STAR MARITIME AND ITS DIRECTORS AND EXECUTIVE OFFICERS MAY BE DEEMED TO BE PARTICIPANTS IN THE SOLICITATION OF PROXIES FOR THE SPECIAL MEETING OF STAR MARITIME'S STOCKHOLDERS TO BE HELD TO APPROVE THE TRANSACTION DESCRIBED IN THIS PRESS RELEASE. STOCKHOLDERS OF STAR MARITIME AND OTHER INTERESTED PERSONS ARE ADVISED TO READ STAR MARITIME'S PRELIMINARY PROXY STATEMENT AND DEFINITIVE PROXY STATEMENT WHEN AVAILABLE BECAUSE THESE PROXY STATEMENTS CONTAIN IMPORTANT INFORMATION.

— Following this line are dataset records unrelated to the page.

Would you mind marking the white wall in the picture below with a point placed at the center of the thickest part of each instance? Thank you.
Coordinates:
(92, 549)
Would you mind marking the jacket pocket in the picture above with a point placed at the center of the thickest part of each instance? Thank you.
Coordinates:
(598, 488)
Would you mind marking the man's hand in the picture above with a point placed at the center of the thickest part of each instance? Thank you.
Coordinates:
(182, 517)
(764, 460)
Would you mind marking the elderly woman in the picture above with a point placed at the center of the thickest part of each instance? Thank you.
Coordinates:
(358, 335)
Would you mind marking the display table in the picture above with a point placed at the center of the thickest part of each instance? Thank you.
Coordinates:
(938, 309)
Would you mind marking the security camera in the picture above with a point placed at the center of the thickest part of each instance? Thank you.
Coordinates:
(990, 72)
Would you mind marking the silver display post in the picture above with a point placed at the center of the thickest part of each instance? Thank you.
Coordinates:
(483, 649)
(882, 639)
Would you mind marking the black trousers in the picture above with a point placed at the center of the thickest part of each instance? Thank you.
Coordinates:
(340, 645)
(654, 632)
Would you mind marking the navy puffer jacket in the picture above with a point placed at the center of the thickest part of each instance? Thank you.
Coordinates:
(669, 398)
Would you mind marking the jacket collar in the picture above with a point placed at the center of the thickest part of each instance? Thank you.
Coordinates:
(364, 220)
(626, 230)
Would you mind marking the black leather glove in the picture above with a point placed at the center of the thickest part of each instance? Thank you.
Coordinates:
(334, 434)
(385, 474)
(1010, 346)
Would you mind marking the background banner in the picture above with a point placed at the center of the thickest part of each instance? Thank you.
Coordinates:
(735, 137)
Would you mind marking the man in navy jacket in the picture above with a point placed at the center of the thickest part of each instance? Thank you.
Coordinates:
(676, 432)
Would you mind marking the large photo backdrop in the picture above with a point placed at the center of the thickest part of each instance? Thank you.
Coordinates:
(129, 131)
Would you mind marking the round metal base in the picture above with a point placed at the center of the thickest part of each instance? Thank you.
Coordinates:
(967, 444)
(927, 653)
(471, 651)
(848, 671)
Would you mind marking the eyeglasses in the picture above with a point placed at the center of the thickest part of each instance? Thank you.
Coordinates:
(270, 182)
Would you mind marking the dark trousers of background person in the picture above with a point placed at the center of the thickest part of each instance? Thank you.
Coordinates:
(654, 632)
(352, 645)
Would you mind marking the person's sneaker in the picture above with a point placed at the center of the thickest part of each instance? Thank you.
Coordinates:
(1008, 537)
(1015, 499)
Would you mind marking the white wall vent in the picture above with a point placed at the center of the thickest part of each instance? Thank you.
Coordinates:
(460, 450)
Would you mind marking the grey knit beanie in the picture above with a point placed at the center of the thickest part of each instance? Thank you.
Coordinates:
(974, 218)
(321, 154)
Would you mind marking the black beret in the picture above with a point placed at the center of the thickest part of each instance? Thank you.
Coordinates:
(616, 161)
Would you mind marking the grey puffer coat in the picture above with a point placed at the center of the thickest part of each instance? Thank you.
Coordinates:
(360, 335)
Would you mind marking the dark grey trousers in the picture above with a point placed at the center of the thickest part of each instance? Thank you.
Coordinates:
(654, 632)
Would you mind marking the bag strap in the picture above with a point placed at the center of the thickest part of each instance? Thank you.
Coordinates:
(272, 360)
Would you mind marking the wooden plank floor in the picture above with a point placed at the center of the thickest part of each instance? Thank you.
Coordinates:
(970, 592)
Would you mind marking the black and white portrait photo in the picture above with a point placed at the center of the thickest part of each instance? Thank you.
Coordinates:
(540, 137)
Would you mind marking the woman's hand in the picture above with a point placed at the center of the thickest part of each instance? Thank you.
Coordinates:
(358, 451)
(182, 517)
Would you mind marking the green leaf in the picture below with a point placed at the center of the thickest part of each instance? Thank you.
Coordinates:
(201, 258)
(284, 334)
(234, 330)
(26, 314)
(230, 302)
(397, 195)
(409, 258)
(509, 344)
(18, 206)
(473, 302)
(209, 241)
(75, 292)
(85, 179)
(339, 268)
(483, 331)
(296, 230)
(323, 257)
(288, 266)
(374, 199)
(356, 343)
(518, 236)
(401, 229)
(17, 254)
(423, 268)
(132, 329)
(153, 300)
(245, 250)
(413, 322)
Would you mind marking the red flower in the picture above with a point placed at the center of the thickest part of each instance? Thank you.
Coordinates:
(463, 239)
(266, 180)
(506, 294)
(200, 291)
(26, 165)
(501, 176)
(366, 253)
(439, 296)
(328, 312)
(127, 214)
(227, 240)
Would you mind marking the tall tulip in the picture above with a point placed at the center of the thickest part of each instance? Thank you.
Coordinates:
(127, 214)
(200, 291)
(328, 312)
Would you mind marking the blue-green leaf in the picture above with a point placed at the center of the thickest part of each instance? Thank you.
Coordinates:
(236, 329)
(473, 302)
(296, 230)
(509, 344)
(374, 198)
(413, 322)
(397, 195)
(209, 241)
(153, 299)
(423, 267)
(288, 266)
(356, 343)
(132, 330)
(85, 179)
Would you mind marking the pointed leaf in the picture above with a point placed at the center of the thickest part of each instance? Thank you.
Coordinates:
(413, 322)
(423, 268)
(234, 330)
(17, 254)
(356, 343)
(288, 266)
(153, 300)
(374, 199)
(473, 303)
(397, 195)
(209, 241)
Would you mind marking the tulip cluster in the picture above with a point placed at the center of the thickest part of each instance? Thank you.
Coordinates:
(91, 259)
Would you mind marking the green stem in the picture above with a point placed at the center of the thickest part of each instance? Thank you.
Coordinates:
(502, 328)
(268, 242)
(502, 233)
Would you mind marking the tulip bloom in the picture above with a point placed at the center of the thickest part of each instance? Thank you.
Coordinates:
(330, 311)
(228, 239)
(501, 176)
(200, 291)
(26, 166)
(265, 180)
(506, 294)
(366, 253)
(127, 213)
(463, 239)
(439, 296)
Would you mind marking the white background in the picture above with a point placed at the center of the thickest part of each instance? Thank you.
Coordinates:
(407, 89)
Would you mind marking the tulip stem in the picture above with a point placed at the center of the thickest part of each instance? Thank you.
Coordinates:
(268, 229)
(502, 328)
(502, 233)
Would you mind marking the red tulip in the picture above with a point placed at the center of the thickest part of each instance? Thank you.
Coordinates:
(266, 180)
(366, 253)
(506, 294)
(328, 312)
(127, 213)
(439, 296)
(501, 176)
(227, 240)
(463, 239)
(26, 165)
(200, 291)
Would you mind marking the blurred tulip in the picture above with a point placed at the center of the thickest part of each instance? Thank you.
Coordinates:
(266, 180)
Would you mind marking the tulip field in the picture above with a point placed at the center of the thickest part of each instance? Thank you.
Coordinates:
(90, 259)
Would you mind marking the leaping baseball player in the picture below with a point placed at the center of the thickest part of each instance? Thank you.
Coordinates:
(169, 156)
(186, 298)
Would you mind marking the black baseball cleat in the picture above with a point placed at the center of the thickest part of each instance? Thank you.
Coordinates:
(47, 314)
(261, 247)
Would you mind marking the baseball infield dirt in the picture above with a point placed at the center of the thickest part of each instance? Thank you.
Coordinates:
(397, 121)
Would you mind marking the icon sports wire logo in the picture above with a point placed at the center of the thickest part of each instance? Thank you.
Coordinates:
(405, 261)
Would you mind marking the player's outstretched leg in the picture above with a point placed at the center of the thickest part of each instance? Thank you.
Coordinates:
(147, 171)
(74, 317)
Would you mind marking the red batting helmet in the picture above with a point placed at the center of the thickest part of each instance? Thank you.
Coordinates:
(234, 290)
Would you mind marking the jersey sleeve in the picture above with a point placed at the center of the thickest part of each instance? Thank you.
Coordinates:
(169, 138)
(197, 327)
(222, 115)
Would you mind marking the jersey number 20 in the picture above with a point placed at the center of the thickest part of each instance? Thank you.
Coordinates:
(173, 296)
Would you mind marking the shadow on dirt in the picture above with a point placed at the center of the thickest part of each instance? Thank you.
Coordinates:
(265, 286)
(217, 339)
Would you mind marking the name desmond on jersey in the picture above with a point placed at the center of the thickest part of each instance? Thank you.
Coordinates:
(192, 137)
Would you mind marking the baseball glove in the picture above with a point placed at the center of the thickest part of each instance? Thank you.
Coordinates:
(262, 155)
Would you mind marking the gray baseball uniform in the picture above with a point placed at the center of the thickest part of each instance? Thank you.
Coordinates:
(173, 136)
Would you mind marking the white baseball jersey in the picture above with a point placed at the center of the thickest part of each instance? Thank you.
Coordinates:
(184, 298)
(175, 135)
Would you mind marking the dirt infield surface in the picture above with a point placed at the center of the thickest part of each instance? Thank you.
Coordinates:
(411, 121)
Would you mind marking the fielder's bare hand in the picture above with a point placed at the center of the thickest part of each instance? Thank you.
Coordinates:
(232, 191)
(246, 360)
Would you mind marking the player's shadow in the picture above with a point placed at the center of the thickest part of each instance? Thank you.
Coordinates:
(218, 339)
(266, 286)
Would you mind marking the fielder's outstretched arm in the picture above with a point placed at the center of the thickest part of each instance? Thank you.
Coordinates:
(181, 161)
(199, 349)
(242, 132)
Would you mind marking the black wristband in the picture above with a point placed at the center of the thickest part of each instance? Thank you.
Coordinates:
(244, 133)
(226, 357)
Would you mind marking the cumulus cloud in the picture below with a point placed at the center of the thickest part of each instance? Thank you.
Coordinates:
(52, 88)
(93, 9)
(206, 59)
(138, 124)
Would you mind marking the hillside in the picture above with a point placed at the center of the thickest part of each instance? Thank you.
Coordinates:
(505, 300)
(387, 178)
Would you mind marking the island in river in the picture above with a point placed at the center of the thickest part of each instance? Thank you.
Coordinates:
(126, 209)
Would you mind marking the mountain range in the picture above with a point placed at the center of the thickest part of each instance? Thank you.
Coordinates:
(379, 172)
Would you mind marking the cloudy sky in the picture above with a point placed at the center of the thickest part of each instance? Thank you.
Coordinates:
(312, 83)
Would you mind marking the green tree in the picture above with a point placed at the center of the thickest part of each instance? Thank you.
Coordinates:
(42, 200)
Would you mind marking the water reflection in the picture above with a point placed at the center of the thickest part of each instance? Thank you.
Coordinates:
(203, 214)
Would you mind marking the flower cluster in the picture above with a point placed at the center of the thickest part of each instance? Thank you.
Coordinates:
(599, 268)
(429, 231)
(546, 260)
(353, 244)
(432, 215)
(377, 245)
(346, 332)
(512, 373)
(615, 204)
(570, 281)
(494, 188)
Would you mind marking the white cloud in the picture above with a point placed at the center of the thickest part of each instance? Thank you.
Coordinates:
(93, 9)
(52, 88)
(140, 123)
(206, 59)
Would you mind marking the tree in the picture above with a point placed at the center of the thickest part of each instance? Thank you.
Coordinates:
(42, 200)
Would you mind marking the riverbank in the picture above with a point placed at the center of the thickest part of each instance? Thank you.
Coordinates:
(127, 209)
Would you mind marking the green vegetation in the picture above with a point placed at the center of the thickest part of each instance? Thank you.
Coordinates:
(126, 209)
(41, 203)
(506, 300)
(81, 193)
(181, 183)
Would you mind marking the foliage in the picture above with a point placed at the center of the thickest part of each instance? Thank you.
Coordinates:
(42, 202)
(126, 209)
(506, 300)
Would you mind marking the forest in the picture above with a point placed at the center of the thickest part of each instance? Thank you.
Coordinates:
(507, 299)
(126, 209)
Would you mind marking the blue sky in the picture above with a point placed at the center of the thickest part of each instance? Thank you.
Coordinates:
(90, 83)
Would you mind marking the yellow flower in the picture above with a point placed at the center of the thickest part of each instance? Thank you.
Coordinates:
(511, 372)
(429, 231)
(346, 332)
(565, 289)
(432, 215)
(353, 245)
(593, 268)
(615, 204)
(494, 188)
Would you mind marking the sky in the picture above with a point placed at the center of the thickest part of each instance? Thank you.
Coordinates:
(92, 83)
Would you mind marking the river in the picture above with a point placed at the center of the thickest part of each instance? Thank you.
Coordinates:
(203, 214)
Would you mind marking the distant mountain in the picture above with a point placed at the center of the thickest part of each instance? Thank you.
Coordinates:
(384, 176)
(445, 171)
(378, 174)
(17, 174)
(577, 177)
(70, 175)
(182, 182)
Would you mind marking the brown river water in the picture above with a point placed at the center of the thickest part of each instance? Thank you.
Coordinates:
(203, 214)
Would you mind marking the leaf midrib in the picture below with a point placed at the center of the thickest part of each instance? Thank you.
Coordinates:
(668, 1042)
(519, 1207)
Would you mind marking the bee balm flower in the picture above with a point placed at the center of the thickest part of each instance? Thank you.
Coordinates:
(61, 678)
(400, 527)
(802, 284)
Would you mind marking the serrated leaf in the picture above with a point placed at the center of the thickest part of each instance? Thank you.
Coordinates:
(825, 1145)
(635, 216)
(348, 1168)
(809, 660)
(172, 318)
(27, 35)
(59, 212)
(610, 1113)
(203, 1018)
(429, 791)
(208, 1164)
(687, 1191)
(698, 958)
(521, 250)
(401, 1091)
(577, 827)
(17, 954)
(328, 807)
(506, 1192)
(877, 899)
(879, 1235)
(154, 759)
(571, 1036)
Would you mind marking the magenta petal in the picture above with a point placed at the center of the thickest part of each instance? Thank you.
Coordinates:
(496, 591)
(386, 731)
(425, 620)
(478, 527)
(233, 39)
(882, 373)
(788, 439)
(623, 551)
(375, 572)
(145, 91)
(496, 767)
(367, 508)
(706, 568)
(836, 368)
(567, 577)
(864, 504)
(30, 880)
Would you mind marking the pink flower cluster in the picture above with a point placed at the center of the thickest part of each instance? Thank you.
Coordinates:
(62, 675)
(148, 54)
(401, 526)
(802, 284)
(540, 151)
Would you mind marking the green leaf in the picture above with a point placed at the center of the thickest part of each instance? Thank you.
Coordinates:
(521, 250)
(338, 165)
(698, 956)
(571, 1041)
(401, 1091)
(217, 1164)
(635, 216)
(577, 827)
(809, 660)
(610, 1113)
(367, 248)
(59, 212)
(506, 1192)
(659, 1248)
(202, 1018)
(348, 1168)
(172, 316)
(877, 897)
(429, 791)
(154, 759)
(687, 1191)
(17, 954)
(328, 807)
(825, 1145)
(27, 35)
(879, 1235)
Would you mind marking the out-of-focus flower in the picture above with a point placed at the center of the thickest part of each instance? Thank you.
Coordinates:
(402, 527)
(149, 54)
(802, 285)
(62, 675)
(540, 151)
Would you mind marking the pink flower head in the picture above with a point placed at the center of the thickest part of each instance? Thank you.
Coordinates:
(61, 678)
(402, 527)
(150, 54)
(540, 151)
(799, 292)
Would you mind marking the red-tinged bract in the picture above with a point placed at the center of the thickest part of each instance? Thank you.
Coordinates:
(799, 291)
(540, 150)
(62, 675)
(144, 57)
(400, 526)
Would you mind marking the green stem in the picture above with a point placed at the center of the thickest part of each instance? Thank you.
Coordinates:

SUCH PERSONS ARE ALSO ADVISED TO READ STAR MARITIME'S ANNUAL REPORT ON FORM 10-K FOR THE FISCAL YEAR ENDED DECEMBER 31, 2006, FILED ON MARCH 14, 2006, AS WELL AS STAR MARITIME'S QUARTERELY REPORT ON FORM 10-Q FOR THE FISCAL QUARTER ENDED MARCH 31, 2007 FILED ON MAY 10, 2007 FOR A DESCRIPTION OF THE SECURITY HOLDINGS OF STAR MARITIME'S OFFICERS AND DIRECTORS AND THEIR RESPECTIVE INTERESTS SHOULD THE BUSINESS COMBINATION BE CONSUMMATED.

THE DEFINITIVE PROXY STATEMENT WILL BE MAILED TO STOCKHOLDERS AS OF A RECORD DATE TO BE ESTABLISHED FOR VOTING ON THE BUSINESS COMBINATION. STOCKHOLDERS WILL ALSO BE ABLE TO OBTAIN A COPY OF THE DEFINITIVE PROXY STATEMENT, WITHOUT CHARGE, BY DIRECTING A REQUEST TO:

STAR MARITIME ACQUISITION CORP.
103 FOULK ROAD
WILMINGTON, DELAWARE 19803
ATTENTION: CORPORATE SECRETARY
THE PRELIMINARY PROXY STATEMENT AND DEFINITIVE PROXY STATEMENT, ONCE AVAILABLE, THE ANNUAL REPORT ON FORM 10-K AND QUARTERLY REPORT ON FORM 10-Q CAN ALSO BE OBTAINED, WITHOUT CHARGE, AT THE SECURITIES AND EXCHANGE COMMISSION'S INTERNET SITE AT HTTP://WWW.SEC.GOV.

This press release shall not constitute an offer to sell or the solicitation of an offer to buy securities, nor shall there be any sale of securities in any jurisdiction in which such offer, solicitation or sale would be unlawful under the securities laws of such jurisdiction.